The name Dominique was inspired by the heroine, Dominique Francon, in Ayn Rand’s The Fountainhead—both Dominiques start off as self-assured, goal-oriented women, only to have their priorities turned upside down by love. I decided on Dominique’s last name, Baylor, while I was in law school and we were learning about bailors and bailees in property class. (The classic example of a bailor is someone who brings his watch to a pawnshop; the bailee at the pawnshop has a duty to safeguard that watch until the bailor reclaims it.) I reasoned that when we fall in love, we become bailors of our hearts, and we can only hope our chosen bailees won’t break them.
I named Wes after Westley in The Princess Bride because Westley stands for the archetypal hero/rescuer/perfect man that many girls, Dominique included, expect their boyfriends to emulate. Calvin Brandon, a boy who likes Dominique during the last half of the book, gets his name from Colonel Brandon in Jane Austen’s Sense and Sensibility. Like Colonel Brandon, Calvin is very chivalrous but under-appreciated.
I thought it’d be cute for Wes to drive an Explorer, since Wes and Dominique explore each other in its backseat during one of their “dates.” Dominique attends Shorr Academy because she is very sure of herself and her future prior to meeting Wes, but she’s no longer as sure after she falls in love and graduates from Shorr. I once received a MySpace message asking if all the characters with C names (Caitlin, Chapin, and Calvin) are Christ figures. Interesting reader analysis, but no.
What has been the most surprising thing about your book-publishing experience?

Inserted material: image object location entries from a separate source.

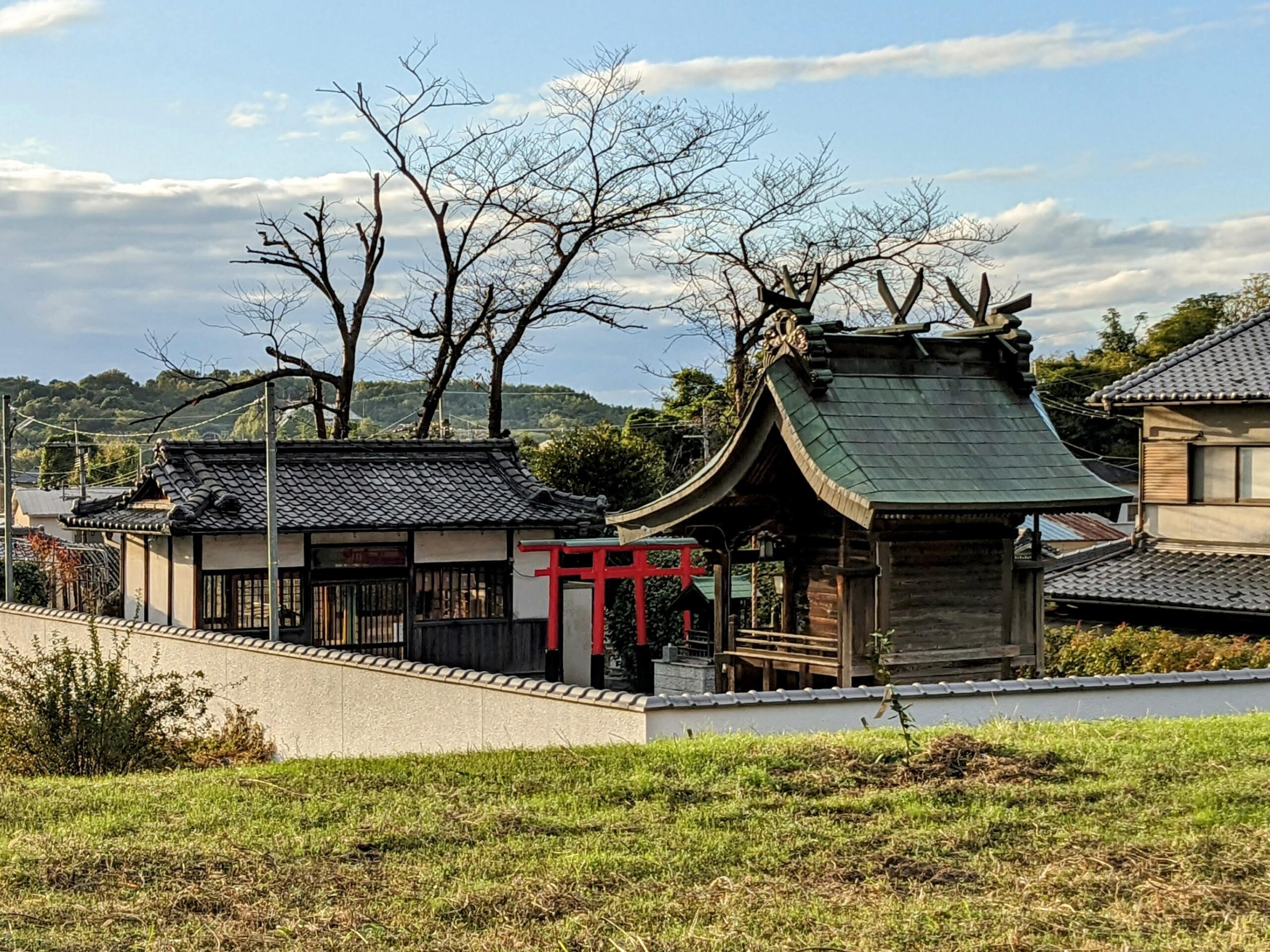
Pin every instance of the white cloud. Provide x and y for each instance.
(246, 116)
(1061, 47)
(30, 148)
(1078, 266)
(35, 15)
(1058, 49)
(992, 173)
(328, 114)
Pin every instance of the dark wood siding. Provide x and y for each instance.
(483, 645)
(1166, 471)
(948, 594)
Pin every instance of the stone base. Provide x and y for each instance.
(686, 676)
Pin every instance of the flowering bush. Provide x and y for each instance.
(1072, 650)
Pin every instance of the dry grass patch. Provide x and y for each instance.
(1094, 837)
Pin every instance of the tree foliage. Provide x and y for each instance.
(1123, 347)
(601, 461)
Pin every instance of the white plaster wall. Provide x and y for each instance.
(460, 546)
(134, 575)
(530, 592)
(318, 703)
(321, 705)
(356, 539)
(575, 610)
(160, 612)
(183, 580)
(250, 551)
(1234, 525)
(967, 710)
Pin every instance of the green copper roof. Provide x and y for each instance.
(912, 441)
(894, 427)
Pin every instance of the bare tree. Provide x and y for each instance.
(525, 217)
(797, 214)
(309, 249)
(610, 168)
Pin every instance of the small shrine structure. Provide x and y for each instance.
(887, 470)
(597, 562)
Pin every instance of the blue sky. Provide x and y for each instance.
(1126, 142)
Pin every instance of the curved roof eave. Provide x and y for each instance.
(714, 482)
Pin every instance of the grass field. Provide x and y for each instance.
(1114, 835)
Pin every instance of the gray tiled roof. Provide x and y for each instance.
(219, 488)
(1232, 364)
(1150, 575)
(42, 503)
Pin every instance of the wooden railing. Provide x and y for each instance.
(786, 650)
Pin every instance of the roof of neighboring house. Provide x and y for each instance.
(896, 426)
(740, 587)
(1074, 527)
(1150, 575)
(44, 503)
(1232, 364)
(1112, 473)
(200, 488)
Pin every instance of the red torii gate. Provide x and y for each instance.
(599, 571)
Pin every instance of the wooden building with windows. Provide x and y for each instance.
(1201, 559)
(405, 549)
(888, 469)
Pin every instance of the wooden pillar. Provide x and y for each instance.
(1008, 602)
(554, 660)
(307, 589)
(723, 603)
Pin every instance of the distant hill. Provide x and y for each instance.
(114, 403)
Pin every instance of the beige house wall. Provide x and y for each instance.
(248, 551)
(1242, 527)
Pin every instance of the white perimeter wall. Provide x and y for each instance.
(316, 702)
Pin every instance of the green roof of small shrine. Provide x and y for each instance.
(894, 426)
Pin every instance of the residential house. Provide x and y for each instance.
(41, 509)
(405, 549)
(1202, 559)
(888, 471)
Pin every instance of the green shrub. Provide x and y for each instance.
(28, 583)
(1076, 651)
(237, 743)
(71, 711)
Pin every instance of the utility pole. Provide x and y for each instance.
(79, 462)
(7, 430)
(271, 506)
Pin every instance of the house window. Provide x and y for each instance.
(239, 601)
(1230, 474)
(1255, 473)
(472, 591)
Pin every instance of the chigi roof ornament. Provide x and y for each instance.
(1001, 323)
(794, 330)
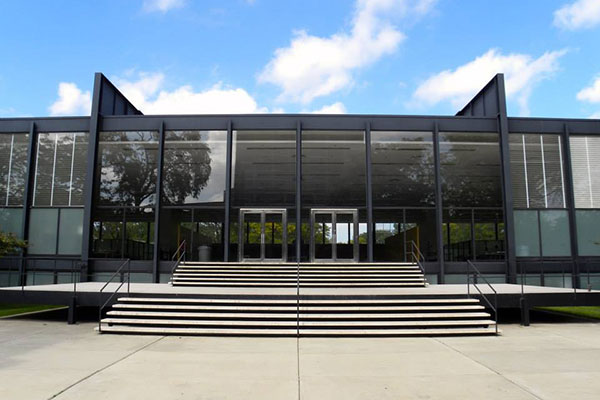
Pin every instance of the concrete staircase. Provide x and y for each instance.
(307, 316)
(309, 275)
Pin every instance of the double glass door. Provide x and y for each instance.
(334, 235)
(263, 234)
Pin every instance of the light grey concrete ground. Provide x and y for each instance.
(49, 359)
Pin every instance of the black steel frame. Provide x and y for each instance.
(485, 113)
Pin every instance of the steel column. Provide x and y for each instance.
(31, 146)
(226, 234)
(370, 235)
(88, 192)
(509, 219)
(570, 204)
(438, 202)
(298, 191)
(157, 205)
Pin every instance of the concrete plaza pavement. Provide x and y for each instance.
(45, 358)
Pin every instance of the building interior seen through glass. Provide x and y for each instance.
(471, 180)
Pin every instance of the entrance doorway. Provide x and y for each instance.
(263, 235)
(334, 235)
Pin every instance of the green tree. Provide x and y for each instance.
(10, 244)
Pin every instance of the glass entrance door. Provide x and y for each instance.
(264, 235)
(334, 235)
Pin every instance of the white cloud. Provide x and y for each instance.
(148, 95)
(335, 108)
(591, 93)
(71, 100)
(581, 14)
(313, 66)
(162, 5)
(521, 72)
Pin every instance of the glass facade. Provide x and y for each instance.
(333, 191)
(537, 172)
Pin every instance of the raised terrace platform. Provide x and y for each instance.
(169, 309)
(87, 293)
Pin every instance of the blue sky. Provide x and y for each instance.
(242, 56)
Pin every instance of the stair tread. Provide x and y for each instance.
(303, 332)
(294, 308)
(365, 324)
(226, 283)
(359, 316)
(293, 301)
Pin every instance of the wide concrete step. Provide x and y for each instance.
(294, 324)
(303, 302)
(294, 279)
(277, 274)
(303, 332)
(301, 315)
(291, 308)
(291, 264)
(302, 284)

That boys love the book, too! They really empathize with Wes and appreciate that he’s not portrayed as a popular, suave womanizer or a bad-boy social outcast or any other stereotypical love interest; he’s just an ordinary high school guy—decent and well-meaning but clueless about women. Most surprising are the e-mails I receive from boys who identify with Dominique. Just goes to show you that both sexes can fall into the throes of obsessive love (or limerence) equally intensely.